Um economista historiador, Alain Alcouffe, de uma das listas acadêmicas que sigo, a Societies for the History of Economics, colocou uma questão interessante, vinda de um desconhecido articulista de meados do século XIX (1846) que conforma uma primeira crítica liberal à desigualdade existente entre capitalistas e trabalhadores, o que conforma o exato ambiente no qual se constitui o pensamento marxiano sobre a desigualdade inerente ao capitalismo.

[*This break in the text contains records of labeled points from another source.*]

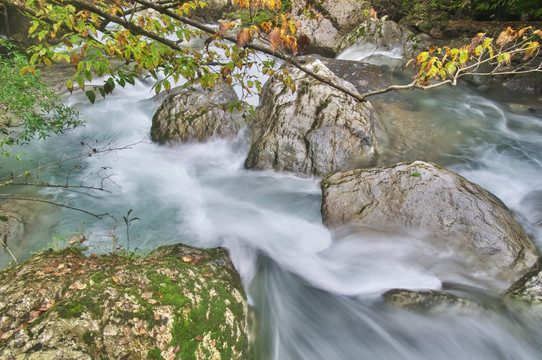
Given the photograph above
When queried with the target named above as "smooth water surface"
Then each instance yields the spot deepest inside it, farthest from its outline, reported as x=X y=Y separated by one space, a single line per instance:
x=316 y=293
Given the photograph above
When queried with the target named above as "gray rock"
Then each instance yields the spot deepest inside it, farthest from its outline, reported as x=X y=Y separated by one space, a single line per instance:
x=177 y=302
x=314 y=130
x=11 y=226
x=196 y=114
x=365 y=77
x=337 y=18
x=430 y=301
x=529 y=286
x=450 y=213
x=378 y=37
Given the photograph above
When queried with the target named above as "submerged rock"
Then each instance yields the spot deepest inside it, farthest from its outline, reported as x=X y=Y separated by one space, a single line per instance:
x=375 y=37
x=178 y=302
x=11 y=225
x=431 y=301
x=529 y=287
x=314 y=130
x=446 y=210
x=197 y=114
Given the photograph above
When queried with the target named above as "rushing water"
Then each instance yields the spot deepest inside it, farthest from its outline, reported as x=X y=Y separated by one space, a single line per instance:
x=316 y=294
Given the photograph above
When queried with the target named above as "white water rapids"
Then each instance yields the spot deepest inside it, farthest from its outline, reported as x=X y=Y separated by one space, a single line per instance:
x=316 y=294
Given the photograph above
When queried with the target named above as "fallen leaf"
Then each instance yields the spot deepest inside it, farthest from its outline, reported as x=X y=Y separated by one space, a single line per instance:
x=33 y=316
x=78 y=285
x=7 y=335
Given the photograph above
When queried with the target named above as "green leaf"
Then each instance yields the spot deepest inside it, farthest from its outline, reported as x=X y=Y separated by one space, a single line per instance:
x=91 y=96
x=463 y=57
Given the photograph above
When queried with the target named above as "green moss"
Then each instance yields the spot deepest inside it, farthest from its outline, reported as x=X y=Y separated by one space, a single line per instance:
x=89 y=338
x=70 y=309
x=155 y=354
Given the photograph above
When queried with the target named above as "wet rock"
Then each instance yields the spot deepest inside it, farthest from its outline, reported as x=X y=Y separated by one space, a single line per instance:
x=337 y=18
x=11 y=225
x=196 y=114
x=379 y=37
x=529 y=286
x=431 y=301
x=314 y=130
x=448 y=211
x=177 y=302
x=365 y=77
x=532 y=207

O debate, no entanto, é sobre as diferenças entre riqueza e prosperidade, ou entre prosperidade e felicidade geral da população.
Paulo Roberto de Almeida
National Wealth not to be confounded with national Prosperity
Societies for the History of Economics <SHOE@YORKU.CA>
The enigmatic last sentence of Adam Smith's obituary published by the Times (Saturday, 24 July 1790) stressed a distinction between "national wealth" on the one hand and "national prosperity" on the other hand which can be compared with the contemporary contrast between the GDP and the Gross National Happiness.
he [A. Smith] deserves the chief praise, or the chief blame, of propagating a system which tends to confound National Wealth with national Prosperity.
I tried to trace the history of this distinction and found an anonymous article in the Tate's magazine about 'The law of primogeniture', in the Tait's Edinburgh Magazine edited by William Tait, Christian Isobel Johnstone (December 1846, pp. 797-801 (I have taken it from a google book easy to download). It includes some developments about national prosperity versus national happiness.
No name of author is given and I wonder if anybody has an idea about this author. I just cannot find who was this opponent to the law of primogeniture and proponent of the "national happiness" through equality.
- It is a great and vulgar error to confound national prosperity and national happiness. The distribution rather than the amount of wealth among a people, contributes principally to general happiness. There can be no doubt that our country has added to its riches during the present century; but it is very clear that the well-being of the bulk of the community has not increased in a corresponding ratio. Between capital and labour there is a great gulf fixed, and while the one ascends in the social scale, the course of the other is one continued descent. To obtain the greatest happiness for the greatest number ought to be the object of political economy: but while the interests of the many are thus sacrificed to the few, we can hardly expect that the arrangements of society and the distribution of property should be in unison with the spirit of the age, and the march of intellect.